La littérature en proie aux addictions

Ancion Nicolas, En mille morceaux, Mijade, 2015, 192 p. 8€
Destiné aux 14/17 ans, l’ouvrage énonce des tranches de vie. Comme dans la tragédie classique, le roman procède par unités. Ici, l’unité de lieu est le lycée, l’unité de temps, est de quatre jours, l’unité d’action est représentée par les personnages, tous de 15 à 18 ans, et passant leur fin de semaine à boire et à se défoncer. L’alcool, le tabac, la drogue, les rencontres forment et déforment les groupes. Il y a Frank, ses pilules et sa violence, Léa, l’amoureuse entraînée, Erik trop égocentrique pour comprendre les autres, il y a les amis sur face book, telle l’étonnante Sorcière. Le drame : le décès d’une amie, Jessica, gothique, défoncée, morte après une soirée. On apprendra, certes, que les substances ne sont pas directement la cause de sa mort, mais comment ne pas les y mêler ? Du coup, adroitement, le roman prend un tour didactique, les personnages se mettant à débattre de certaines de leurs pratiques à risque. Le rapport aux parents est évidemment très prégnant mais aussi, à travers le personnage de la mère de Karine, la question de l’affirmation de soi abordée avec nuances en fonction des pratiques sociales quotidiennes. Remarquons bien que l’ouvrage questionne autant les comportements des adultes que ceux des jeunes, ce qui évite le didactisme communément en vogue en littérature de jeunesse, pour saisir la question des addictions dans le contexte social et non isolé de celui-ci. C’est là un apport sensible du livre qui permet d’interroger l’usage des relations virtuelles sur un profil face book et le rôle de la pseudonymie qui y règne, masquage de la personne, signe d’une double identité, réalisation de soi, à l’abri de la peur des autres ?

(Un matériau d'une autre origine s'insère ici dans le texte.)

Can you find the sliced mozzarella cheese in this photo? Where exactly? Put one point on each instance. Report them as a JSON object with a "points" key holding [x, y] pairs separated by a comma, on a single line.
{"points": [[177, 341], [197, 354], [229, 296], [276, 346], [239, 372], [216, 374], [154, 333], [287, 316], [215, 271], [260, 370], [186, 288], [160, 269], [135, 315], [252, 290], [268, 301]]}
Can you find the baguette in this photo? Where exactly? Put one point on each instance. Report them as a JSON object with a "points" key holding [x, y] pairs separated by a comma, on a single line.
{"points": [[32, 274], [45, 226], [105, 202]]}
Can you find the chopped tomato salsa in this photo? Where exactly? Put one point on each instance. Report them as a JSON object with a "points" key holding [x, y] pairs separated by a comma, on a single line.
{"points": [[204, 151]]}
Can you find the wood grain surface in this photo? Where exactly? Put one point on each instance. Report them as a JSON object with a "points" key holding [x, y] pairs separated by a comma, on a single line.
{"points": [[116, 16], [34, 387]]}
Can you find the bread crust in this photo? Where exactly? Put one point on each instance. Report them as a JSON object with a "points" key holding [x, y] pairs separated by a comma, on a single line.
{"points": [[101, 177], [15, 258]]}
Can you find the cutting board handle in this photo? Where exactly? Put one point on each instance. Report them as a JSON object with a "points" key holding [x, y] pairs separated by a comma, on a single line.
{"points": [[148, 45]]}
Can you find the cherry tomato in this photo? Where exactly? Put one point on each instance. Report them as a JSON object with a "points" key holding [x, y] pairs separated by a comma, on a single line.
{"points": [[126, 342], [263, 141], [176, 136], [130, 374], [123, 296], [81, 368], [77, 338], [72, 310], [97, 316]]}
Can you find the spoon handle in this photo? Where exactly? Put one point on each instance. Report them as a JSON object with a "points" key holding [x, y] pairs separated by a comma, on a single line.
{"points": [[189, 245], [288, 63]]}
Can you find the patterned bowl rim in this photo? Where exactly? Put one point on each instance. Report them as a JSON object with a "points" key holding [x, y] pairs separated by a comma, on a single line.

Bien que la composition de l’ouvrage fasse se succéder les points de vue, l’auteur ne réussit pas à varier le style. Une grande uniformité règne, brisée seulement lorsqu’il intègre des imitations de commentaires saisis sur le réseau social où chattent les adolescents. En revanche, il crée un rythme soutenu, conformément au mode de vie décrit, avec des alternances de point de vue qui relancent sans cesse l’intérêt des lecteurs et lectrices. Les vies des personnages prennent ainsi une singularité (« il n’y a pas de vie ordinaire, il n’y a que des vies singulières » que le site d’infor-drogues www.enmillemorceaux.be permet de retrouver à travers les photos des personnages, leur page Face book….
Geneste Philippe
NB Sur le même sujet des addictions, et chez le même éditeur : Florence Aubry, Biture express, Mijade, 2010, 190 p. 8€

Hinckel Florenece, secrets.com, illustrations de Colonel Moutarde, Rageot, 2013, 191 p. 6€45
Voici un ouvrage qui annonce être « strictement réservé aux élèves de 6 » en sa quatrième de couverture. C’est un écrit habile, élégant, une composition intelligente. Le récit nous parle de l’usage du net, des réseaux sociaux, à travers une histoire banale mais qui prend le relief de la vie et de l’authenticité de situations de plus en plus courantes. Un bon livre pour les 10/12 ans.